Hardware-wise, the Duo also falls short in many places. The camera is just plain bad – I haven’t taken a single picture on it, in lieu of the iPhone XS I usually also carry. I could see the foldable form factor being useful for the unexpected video call, but for those I’m usually at home or in an office .Battery life is good, but not stellar, and the speaker (the singular speaker on one side of the fold) is also pretty anemic. It doesn’t help that the processor inside is also a last-generation chip, driving two displays rather than one. I suspect this is a big part of the reason why the UI often feels sluggish.

To Microsoft’s credit, many other parts of the device’s hardware are fantastic. The two screens aren’t perfectly calibrated to each other, but close enough to rarely be noticed, and they’re colorful and high-resolution.

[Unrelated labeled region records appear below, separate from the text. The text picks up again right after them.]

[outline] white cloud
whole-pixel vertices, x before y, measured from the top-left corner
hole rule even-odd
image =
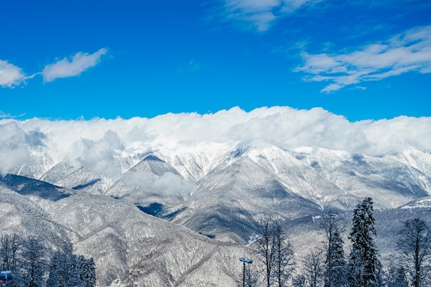
[[[195,148],[216,154],[216,148],[244,141],[291,150],[310,146],[368,155],[412,148],[431,150],[431,117],[350,122],[321,108],[274,106],[250,112],[233,108],[213,114],[169,113],[151,119],[0,119],[0,162],[7,163],[1,167],[3,172],[38,152],[57,162],[67,157],[98,173],[114,174],[121,170],[119,159],[127,155],[157,150],[175,154]],[[172,179],[169,176],[163,180]]]
[[[408,30],[351,53],[302,56],[304,64],[295,71],[308,74],[306,80],[328,82],[324,93],[410,71],[431,73],[431,26]]]
[[[101,57],[107,53],[106,48],[92,54],[76,53],[72,59],[67,58],[45,67],[42,71],[44,82],[52,82],[59,78],[73,77],[80,75],[87,69],[96,66]]]
[[[317,0],[319,1],[319,0]],[[257,31],[266,31],[277,19],[316,0],[226,0],[227,17],[251,23]]]
[[[0,60],[0,86],[13,88],[22,84],[26,79],[22,69],[8,61]]]
[[[0,125],[0,175],[30,159],[25,133],[14,122]]]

The device is designs and built extremely well, as a glass-and-metal sandwich that’s just a half centimeter thin when unfolded – barely thin enough to have a charging port. It’s also weighted with a good balance, so it’s comfortable for me to hold it in any orientation I need.

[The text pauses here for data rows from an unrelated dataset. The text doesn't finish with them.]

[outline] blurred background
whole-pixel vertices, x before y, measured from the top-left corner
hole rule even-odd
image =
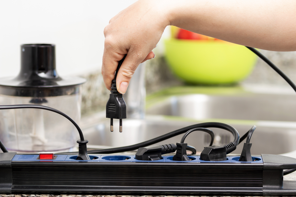
[[[125,136],[123,133],[121,136],[117,134],[109,136],[109,120],[104,118],[110,92],[106,88],[101,74],[103,30],[111,18],[136,1],[0,1],[0,77],[16,76],[19,73],[21,44],[55,44],[59,74],[62,77],[82,77],[87,80],[82,85],[81,125],[89,136],[86,138],[89,140],[97,137],[101,139],[95,142],[90,140],[90,144],[127,145],[122,142],[125,137],[129,139],[128,144],[132,144],[159,135],[159,130],[168,132],[190,123],[166,123],[166,116],[177,116],[181,121],[184,119],[180,117],[190,118],[194,121],[226,118],[220,121],[235,124],[239,122],[229,120],[280,121],[281,123],[273,122],[273,125],[260,122],[259,124],[267,127],[262,130],[263,134],[258,136],[262,138],[266,137],[267,132],[273,133],[272,139],[269,139],[270,141],[267,142],[270,145],[279,139],[283,139],[283,142],[278,142],[281,144],[284,143],[285,140],[296,139],[295,120],[292,115],[296,109],[294,104],[295,92],[268,65],[244,46],[170,26],[166,28],[157,47],[153,49],[155,58],[141,64],[125,95],[128,110],[134,108],[135,111],[138,111],[139,115],[130,117],[141,120],[146,118],[146,121],[126,120],[124,121],[124,126],[126,124],[134,126],[124,127],[126,132],[129,132],[128,135],[123,137]],[[296,81],[296,52],[260,51],[292,80]],[[256,94],[263,93],[266,94],[263,96]],[[178,97],[189,93],[195,94],[192,98]],[[165,94],[166,97],[164,97]],[[139,98],[137,97],[139,95]],[[214,100],[216,103],[213,101]],[[197,105],[196,108],[182,105],[188,100],[189,102],[193,101]],[[228,106],[226,102],[228,107],[231,105],[228,109],[231,108],[232,111],[226,111],[222,107]],[[265,104],[266,105],[263,106]],[[275,104],[277,105],[276,107]],[[274,108],[271,111],[271,106],[273,106]],[[258,111],[254,112],[252,108],[257,108]],[[284,110],[279,112],[283,109]],[[289,111],[287,112],[285,110]],[[145,118],[145,110],[147,114],[155,116]],[[194,114],[186,113],[194,110]],[[220,113],[210,114],[210,111]],[[185,113],[182,114],[182,111]],[[160,115],[164,116],[155,116]],[[160,124],[151,120],[156,119],[165,123]],[[290,122],[283,126],[280,124],[285,121]],[[247,123],[242,126],[241,132],[245,132],[253,124],[252,122]],[[274,128],[271,129],[272,125]],[[149,125],[152,126],[149,127]],[[289,134],[283,137],[277,135],[278,133],[272,129],[278,130],[279,126],[286,128],[285,133]],[[154,131],[149,132],[151,129]],[[140,130],[145,134],[139,134]],[[226,143],[230,140],[231,136],[223,133],[217,136],[217,143]],[[205,136],[200,140],[201,147],[208,143],[208,137]],[[272,152],[268,151],[270,147],[261,149],[259,147],[256,153],[279,154],[291,151],[296,149],[293,142],[286,143],[282,149],[275,149]],[[264,146],[266,145],[262,146]],[[238,153],[241,150],[238,149]]]
[[[100,74],[103,30],[110,19],[136,1],[1,1],[0,77],[18,73],[21,44],[53,44],[56,45],[59,74],[82,76],[88,80],[83,89],[83,114],[88,109],[104,107],[104,104],[101,102],[106,99],[109,93],[105,91]],[[171,36],[170,28],[166,28],[157,47],[154,50],[156,58],[147,62],[146,82],[148,94],[184,83],[169,69],[164,58],[164,41]],[[296,52],[261,52],[292,79],[296,79],[293,66],[296,62]],[[260,60],[251,71],[250,75],[244,77],[242,82],[286,85],[285,81]],[[160,83],[161,87],[157,85]]]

My favorite digital-notebook-computer

To me, the foldable form factor and the slightly wider screens, combined with the lack of an outside screen, make the device feel less like an overpowered phone and more like a pocketable computer or a true digital notebook. One that respects my focus when I don’t have it open, and gives me space to jot down ideas and doodle when I want to capture something while I’m on the go. It’s also slowly but surely becoming an important part of my incremental note-taking workflow – many conversations, ideas, and inspirations from readings get written down first on the Duo these days, and then get moved into their right place in my notes.

Despite its flaws, the fun I’m having while reading and writing with this foldable pocket computer, and the promise of things that are possible when these technical kinks are fixed, makes me really excited about keeping Surface Duo around in my pocket for the foreseeable future.